The two arrests in downtown Graham Tuesday night came during the midst of what appears to have been a spontaneous demonstration over the fatal shooting of a black man, Andrew Brown, Jr. in Elizabeth City last Wednesday. A Pasquotank County sheriff’s deputy who had gone to Brown’s home to serve an outstanding warrant for drug charges reportedly shot Brown five times.
Graham police officers responded to the scene Tuesday night after receiving a call about a large group of protesters creating a disturbance in Court Square, according to Capt. Daniel Sisk, who is the public information officer for the Graham police department. The responding officers “determined that the demonstration was an unlawful gathering and that organizers did not file the necessary notification required to coordinate a lawful demonstration, Sisk said in a news release issued Wednesday.
Graham police charged Theresa Frances Draughn, 37, white female, of 322 Caswell Street in Burlington, and Avery Markel Harvey, 30, black male, of 704 Larry Avenue in Graham, with failing to disperse and violating a city ordinance, which state law classifies as misdemeanors. Both individuals were taken to the Alamance County jail and released on a written promise to appear in court, according to the Graham police spokesman.
Neither Draughn nor Harvey was booked into the jail, an Alamance County detention center supervisor confirmed Wednesday afternoon for The Alamance News.
This week’s arrests follow dozens of arrests at protests in downtown Graham during the second half of 2020, after the May 25 murder of George Floyd while in Minneapolis police custody. There are currently pending trials scheduled for approximately 30 defendants who were arrested during the 2020 protests in Graham; the Alamance County district attorney’s office has prosecuted and/or dismissed cases for more than two dozen other defendants.
Harvey is among the 30 defendants who currently have pending trials.

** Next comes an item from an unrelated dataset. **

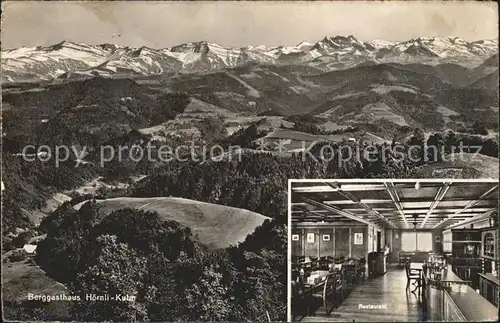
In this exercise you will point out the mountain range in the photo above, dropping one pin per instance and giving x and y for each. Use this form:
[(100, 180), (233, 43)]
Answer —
[(76, 60)]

He is currently scheduled to appear in district court in late May for a September 26 charge of disorderly conduct; an October 31 charge of resisting a public officer; and a December 13 charge of disorderly conduct, according to the court files. State law classifies both charges as misdemeanors.

Alamance County assistant district attorney Kevin Harrison, who has been assigned to prosecute the 2020 protest cases, dismissed a September 5, 2020 misdemeanor assault charge against Harvey after the alleged victim in the case failed to appear in court to testify earlier this month. Harrison had previously dismissed an October 22, 2020 misdemeanor charge for simple affray, according to the court file. Harvey is also scheduled to appear in district court on May 14 for a traffic citation and on June 7 for a felony cocaine possession charge, according to documents on file in the county’s court system.
Meanwhile, a snapshot that depicted a Graham police corporal – pressing his thumb and index finger together while speaking with a protester in Court Square Tuesday night – has since circulated on social media websites at warp speed, with some activists widely interpreting the “OK” hand gesture as nonverbal shorthand for “white power.”
In an interview Wednesday afternoon with The Alamance News, the department’s spokesman identified the officer in the photograph as Corporal C.D. Dunnagan, whom Sisk described as a Graham High School graduate, a nearly 20-year veteran of the department, and a Hispanic.
Graham police investigators immediately reviewed footage from the body-worn cameras that officers are issued along with their uniforms and other equipment, according to the news release that Sisk issued for the police department Wednesday afternoon. “After a thorough internal review, it was determined that Corporal Dunnagan was gesturing his hands as a form of nonverbal communication, that the still image was taken out of context,” the spokesman said, “and [it] was not associated with any affiliation to a hate group.”
Officer Douglas A. Strader, who local protesters are objecting to Graham having hired since he was fired by the Greensboro police department last year, was not on duty Tuesday night, Sisk confirmed Wednesday for The Alamance News.